INVESTIGADORES
ZANUTTO Bonifacio Silvano
congresos y reuniones científicas
Título:
A neural network model of operant conditioning
Autor/es:
B.S. ZANUTTO, S. LEW
Lugar:
New Orleans, USA
Reunión:
Congreso; 30th Annual Meeting of the Society for Neuroscience.; 2000
Institución organizadora:
Society for Neuroscience
Resumen:
 A neural network model of operant conditioning for appetitive and aversive stimuli is proposed. It has one neuron for each possible response of the animal (R), and from neurobiological bases we assume that there is a prediction of the unconditioned stimulus (US), computed by another artificial neuron.
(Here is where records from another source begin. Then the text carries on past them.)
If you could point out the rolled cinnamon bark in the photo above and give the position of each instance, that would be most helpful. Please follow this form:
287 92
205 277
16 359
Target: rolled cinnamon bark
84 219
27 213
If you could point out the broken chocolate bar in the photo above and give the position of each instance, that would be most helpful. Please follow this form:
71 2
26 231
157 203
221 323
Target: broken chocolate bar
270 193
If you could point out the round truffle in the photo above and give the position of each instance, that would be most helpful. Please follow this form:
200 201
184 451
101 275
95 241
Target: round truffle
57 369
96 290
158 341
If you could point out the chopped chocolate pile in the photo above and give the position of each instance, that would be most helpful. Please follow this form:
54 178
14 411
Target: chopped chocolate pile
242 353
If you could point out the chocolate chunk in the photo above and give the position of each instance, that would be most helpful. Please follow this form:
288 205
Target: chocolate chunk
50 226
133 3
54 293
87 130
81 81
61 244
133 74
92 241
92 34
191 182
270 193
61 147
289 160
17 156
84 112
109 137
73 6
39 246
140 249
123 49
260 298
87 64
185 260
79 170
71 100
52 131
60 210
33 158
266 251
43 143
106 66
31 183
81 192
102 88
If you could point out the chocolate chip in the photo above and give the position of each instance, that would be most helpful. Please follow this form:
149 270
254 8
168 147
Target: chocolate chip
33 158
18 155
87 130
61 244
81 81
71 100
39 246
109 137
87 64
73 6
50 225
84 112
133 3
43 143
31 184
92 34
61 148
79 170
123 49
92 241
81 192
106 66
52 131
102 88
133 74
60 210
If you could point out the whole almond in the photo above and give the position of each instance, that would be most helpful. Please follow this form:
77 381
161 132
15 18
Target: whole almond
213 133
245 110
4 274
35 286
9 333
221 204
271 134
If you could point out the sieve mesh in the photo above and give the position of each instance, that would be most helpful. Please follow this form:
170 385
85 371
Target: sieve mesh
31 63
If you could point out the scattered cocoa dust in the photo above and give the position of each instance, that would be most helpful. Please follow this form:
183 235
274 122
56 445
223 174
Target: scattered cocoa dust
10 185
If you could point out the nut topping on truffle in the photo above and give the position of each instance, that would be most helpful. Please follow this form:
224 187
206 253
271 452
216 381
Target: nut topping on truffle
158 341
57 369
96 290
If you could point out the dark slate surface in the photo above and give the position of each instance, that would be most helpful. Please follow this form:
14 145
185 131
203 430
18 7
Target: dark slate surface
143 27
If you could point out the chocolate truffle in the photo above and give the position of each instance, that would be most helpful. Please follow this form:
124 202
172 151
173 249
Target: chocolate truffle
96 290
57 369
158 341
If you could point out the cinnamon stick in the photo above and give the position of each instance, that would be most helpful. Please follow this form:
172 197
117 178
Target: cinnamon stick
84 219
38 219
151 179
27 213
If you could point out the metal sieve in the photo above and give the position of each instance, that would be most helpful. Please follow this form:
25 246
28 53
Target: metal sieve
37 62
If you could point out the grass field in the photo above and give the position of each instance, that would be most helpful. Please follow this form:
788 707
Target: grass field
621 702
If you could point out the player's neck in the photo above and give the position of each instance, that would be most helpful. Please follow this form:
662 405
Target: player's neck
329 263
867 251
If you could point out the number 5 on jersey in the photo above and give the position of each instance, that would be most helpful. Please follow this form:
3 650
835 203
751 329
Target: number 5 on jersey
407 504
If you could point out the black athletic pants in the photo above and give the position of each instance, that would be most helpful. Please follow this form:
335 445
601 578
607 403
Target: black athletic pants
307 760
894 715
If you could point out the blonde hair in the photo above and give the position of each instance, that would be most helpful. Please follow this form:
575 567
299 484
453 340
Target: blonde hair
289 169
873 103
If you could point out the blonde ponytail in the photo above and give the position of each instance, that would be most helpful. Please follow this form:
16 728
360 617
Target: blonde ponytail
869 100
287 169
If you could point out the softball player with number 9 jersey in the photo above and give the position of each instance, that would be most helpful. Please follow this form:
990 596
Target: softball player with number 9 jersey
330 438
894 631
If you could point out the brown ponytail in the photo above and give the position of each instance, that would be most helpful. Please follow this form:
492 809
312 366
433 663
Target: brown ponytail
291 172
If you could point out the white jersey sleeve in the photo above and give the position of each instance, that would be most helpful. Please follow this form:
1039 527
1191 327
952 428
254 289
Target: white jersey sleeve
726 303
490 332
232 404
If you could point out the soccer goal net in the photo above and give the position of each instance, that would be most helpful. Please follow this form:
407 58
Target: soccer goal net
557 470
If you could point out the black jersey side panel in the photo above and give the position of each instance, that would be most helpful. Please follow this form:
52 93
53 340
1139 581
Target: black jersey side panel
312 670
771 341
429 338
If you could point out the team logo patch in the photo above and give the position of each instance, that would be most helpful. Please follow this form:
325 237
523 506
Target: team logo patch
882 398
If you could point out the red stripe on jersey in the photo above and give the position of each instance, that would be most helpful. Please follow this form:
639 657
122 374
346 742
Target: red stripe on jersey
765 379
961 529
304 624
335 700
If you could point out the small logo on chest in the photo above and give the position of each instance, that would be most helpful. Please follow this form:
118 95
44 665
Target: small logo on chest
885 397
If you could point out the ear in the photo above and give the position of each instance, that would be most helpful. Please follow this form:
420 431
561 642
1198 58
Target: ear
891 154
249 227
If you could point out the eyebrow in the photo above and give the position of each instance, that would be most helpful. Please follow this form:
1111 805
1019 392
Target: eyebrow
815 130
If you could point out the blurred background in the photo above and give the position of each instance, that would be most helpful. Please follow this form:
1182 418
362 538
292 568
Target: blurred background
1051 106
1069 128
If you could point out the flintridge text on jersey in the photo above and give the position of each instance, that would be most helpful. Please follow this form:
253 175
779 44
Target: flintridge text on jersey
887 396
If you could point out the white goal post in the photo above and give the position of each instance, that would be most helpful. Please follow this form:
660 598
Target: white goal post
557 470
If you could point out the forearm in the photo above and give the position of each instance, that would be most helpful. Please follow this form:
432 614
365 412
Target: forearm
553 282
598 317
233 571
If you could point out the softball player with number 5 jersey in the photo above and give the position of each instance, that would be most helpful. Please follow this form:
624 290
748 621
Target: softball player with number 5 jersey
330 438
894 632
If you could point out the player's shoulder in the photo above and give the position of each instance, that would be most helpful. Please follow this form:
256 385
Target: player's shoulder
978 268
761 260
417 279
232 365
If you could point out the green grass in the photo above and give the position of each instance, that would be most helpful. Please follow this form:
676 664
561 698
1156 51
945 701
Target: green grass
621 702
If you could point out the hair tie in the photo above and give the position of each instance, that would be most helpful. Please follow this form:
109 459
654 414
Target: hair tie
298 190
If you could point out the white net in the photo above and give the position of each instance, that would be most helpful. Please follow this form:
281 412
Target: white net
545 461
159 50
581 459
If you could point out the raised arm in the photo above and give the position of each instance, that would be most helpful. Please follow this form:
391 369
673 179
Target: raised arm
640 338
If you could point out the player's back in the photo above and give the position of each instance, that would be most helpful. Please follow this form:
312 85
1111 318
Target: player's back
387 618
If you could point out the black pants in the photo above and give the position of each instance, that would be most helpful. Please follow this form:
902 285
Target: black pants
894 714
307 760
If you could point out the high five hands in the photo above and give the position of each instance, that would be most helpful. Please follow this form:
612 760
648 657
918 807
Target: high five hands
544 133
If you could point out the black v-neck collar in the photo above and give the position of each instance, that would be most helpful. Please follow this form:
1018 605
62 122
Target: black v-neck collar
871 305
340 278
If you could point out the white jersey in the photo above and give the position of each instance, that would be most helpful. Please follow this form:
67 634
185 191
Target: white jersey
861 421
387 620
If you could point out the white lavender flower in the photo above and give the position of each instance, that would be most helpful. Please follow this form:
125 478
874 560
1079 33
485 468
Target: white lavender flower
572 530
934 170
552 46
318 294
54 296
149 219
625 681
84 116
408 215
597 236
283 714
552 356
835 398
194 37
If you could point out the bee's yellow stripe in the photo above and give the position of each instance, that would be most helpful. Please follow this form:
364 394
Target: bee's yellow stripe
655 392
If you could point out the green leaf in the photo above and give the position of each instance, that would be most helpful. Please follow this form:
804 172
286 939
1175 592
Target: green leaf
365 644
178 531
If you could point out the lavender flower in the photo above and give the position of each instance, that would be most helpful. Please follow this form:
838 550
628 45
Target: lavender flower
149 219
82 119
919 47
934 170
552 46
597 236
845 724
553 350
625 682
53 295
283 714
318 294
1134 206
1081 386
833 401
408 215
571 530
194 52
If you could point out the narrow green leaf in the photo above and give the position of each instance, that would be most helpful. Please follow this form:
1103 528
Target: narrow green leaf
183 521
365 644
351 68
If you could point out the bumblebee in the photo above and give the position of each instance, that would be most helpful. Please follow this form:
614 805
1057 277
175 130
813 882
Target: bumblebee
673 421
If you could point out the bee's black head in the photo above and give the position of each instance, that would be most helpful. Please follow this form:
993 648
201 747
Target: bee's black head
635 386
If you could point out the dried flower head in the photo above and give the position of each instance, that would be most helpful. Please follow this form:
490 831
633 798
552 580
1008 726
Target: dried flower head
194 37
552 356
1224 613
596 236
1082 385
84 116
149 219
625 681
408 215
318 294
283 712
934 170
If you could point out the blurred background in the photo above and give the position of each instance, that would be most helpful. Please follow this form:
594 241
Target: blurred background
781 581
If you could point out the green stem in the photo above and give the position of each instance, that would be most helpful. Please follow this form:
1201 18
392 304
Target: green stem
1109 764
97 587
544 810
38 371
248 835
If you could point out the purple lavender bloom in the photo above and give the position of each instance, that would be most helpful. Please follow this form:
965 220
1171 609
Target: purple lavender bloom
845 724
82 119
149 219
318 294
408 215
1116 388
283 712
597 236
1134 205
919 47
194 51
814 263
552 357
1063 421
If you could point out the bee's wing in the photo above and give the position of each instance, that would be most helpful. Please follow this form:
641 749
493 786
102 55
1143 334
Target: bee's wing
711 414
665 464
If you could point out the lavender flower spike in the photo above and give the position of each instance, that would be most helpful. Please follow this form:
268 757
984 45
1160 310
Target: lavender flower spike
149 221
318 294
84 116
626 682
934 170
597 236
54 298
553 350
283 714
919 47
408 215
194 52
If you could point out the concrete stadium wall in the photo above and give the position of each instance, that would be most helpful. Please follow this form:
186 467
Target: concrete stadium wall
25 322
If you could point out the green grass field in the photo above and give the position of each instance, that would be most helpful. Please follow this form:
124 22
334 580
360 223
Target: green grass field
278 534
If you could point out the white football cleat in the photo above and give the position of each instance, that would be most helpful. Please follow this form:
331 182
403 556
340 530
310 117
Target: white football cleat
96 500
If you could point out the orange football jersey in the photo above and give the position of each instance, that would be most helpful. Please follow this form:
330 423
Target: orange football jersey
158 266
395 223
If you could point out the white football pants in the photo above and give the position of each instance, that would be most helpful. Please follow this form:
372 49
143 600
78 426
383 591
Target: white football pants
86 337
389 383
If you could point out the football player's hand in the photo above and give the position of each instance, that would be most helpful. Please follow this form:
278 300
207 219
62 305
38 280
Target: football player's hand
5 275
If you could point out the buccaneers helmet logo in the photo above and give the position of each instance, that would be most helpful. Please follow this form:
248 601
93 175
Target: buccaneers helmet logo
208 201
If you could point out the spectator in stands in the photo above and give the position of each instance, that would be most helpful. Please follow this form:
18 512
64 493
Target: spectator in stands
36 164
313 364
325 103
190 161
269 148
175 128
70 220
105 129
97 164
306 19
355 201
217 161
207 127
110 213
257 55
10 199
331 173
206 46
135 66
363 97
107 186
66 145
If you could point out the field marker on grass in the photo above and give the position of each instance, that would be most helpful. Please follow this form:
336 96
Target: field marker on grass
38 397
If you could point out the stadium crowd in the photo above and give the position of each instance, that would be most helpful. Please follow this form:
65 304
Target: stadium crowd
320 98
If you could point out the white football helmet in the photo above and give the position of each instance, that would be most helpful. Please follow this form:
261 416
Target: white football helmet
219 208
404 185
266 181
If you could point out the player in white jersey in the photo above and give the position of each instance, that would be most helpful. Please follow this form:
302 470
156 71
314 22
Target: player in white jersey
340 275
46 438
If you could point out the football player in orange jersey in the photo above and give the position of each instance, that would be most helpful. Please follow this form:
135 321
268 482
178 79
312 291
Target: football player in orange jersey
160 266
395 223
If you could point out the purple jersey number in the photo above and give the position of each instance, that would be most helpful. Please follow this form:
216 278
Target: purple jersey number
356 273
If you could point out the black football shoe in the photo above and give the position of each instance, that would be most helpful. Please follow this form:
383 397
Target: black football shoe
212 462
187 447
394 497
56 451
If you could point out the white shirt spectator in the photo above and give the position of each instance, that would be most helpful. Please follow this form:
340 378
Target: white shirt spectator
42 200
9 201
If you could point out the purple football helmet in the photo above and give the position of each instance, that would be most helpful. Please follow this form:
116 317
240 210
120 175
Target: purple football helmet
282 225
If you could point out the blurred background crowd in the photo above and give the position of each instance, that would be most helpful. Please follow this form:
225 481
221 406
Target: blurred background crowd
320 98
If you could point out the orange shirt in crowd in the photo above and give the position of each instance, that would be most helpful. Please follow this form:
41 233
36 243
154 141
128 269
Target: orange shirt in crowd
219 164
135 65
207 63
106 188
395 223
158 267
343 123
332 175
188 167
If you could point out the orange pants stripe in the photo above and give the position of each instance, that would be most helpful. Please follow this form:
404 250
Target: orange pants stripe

The inputs of response neurons are: the prediction, the short-term memory of the conditioned stimuli (CSs) and of the US. Based on Hebbian or anti-Hebbian learning, depending on the prediction of the US, the synaptic weights of the response neurons are calculated. The short-term memories of CSs, of the US and of the Rs are inputs of the neuron that computes prediction. The synaptic weights of this neuron are calculated based on the delta rule. Finally, animals execute any response higher than a threshold. The controversy between one factor and two-factor theory is analyzed. This model explains how experiments supporting one-factor theory (e.g. Herrnstein & Hineline, 1966) can be understood without the prediction of the US. In this case the function to switch from Hebbian to anti-Hebbian learning can be controlled by a function of US instead of by the prediction. Then for this experiment, the prediction is not needed to explain the data. However, it is not clear how to learn inhibition of avoidance behavior (e.g. Rescorla & LoLordo, 1965) without the prediction or a similar function. From this point of view, one factor theory can explain some experiments, but not others. The simulated and experimental data have been compared, showing that the model predicts relevant features of operant conditioning. The dynamic process is simple; for the appetitive stimulus, responses are associated with the input stimuli by the Hebbian rule if the prediction of the unconditioned stimulus is higher than a threshold, and by the anti-Hebbian rule if it is lower. For aversive stimulus the criteria is the opposite.